THE ASSOCIATION OF BRITISH DRIVERS
IN SCOTLAND
I wonder if I am the best person to represent the ABD, living in one of the bigger counties of this country which hasn't one set of installed traffic lights, one traffic warden (very helpful chap) in a village fifty miles south, and two hundred miles away from the nearest GATSO. But that's not all that driving is about.
There are still places where you can enjoy driving, as I do. Having started with a 1939 Morris 8 which had a blown cylinder head gasket and missing its sunshine roof, I wondered if I should part with the £5 being asked for it. I took the plunge and my motoring career began. I was in the Royal Air Force as a trainee navigator, so there was plenty of willing advice to be had in the Motor Club - me not knowing which end of a screwdriver you held - and, being a number of years ago, crashed aircraft were parked anywhere out of the way, so there was a plentiful source of easily manipulated sheet aluminium to fill the hole in the roof. That magnificent machine took me from the south coast of England to north Scotland and thousands of miles in between till it sadly demised under a fallen tree.
Great fun driving continued in the Far East, Jaguars for next to nothing, no oppressive legislation, MkV11 saloon doing 100mph along the beach at Kota Tinggi, XK120, 130, XK-tourer, and local engineers who could produce high quality miracles from next to nothing.

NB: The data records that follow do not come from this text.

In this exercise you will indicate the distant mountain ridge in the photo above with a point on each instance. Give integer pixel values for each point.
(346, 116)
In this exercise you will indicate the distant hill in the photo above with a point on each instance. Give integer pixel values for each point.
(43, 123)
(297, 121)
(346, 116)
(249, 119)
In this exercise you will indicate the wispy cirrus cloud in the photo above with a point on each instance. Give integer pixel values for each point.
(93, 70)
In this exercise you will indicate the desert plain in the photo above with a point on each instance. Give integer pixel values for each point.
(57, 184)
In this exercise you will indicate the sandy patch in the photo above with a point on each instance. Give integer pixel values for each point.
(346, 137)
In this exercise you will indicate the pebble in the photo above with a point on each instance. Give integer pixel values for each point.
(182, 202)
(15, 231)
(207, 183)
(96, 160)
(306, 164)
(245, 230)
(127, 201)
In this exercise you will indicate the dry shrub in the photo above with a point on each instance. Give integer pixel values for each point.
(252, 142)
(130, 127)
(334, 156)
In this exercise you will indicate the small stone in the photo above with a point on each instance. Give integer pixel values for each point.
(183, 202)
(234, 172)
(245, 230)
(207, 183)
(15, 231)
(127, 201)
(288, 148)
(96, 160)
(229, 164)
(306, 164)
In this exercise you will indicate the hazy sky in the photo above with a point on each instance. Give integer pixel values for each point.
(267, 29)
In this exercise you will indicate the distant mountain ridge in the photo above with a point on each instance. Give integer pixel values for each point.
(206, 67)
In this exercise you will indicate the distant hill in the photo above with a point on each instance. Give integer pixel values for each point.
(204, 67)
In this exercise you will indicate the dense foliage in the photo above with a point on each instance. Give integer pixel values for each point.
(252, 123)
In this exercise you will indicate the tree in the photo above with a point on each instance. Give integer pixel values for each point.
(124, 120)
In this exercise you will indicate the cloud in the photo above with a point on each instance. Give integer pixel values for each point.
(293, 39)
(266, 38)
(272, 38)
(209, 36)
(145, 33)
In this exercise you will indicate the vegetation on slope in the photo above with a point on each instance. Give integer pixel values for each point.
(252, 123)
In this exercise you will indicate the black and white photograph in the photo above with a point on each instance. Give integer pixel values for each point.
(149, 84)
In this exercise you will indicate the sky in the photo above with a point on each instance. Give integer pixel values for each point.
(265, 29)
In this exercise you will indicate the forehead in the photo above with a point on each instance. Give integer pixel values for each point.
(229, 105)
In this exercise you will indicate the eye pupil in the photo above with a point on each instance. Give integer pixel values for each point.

Then back to reality - marriage, kids, poverty - spent the next twenty five years developing and running a hotel from which I have recently retired. So one thinks, working about 18 hours / seven days and never having had time to do anything in the way of social contribution, is it time to be sociable?
So I ended up on the community council and on so many committees which I feel it would be a service to humanity if they were demolished - now someone asks me to be local rep for the ABD! Who's a glutton for punishment then?
I have to say that here where the law is not intrusive, there is still the possibility of driving for pleasure. I would hate to be back in the 70's when I commuted 55 miles from Wantage to London daily.
Personal obsessions: Government databases. Makes the Iron Curtain polizei look like rank amateurs (and I went into depressing East Berlin regularly in the days of the 'wall'). Our only saviour is their inability to make them work. The frightening thing however, is that, (if any of you have worked on databases), all you need is a common field (for our government your N.I. number) to link them all together, and there you have it, everything you do in your life is accessible.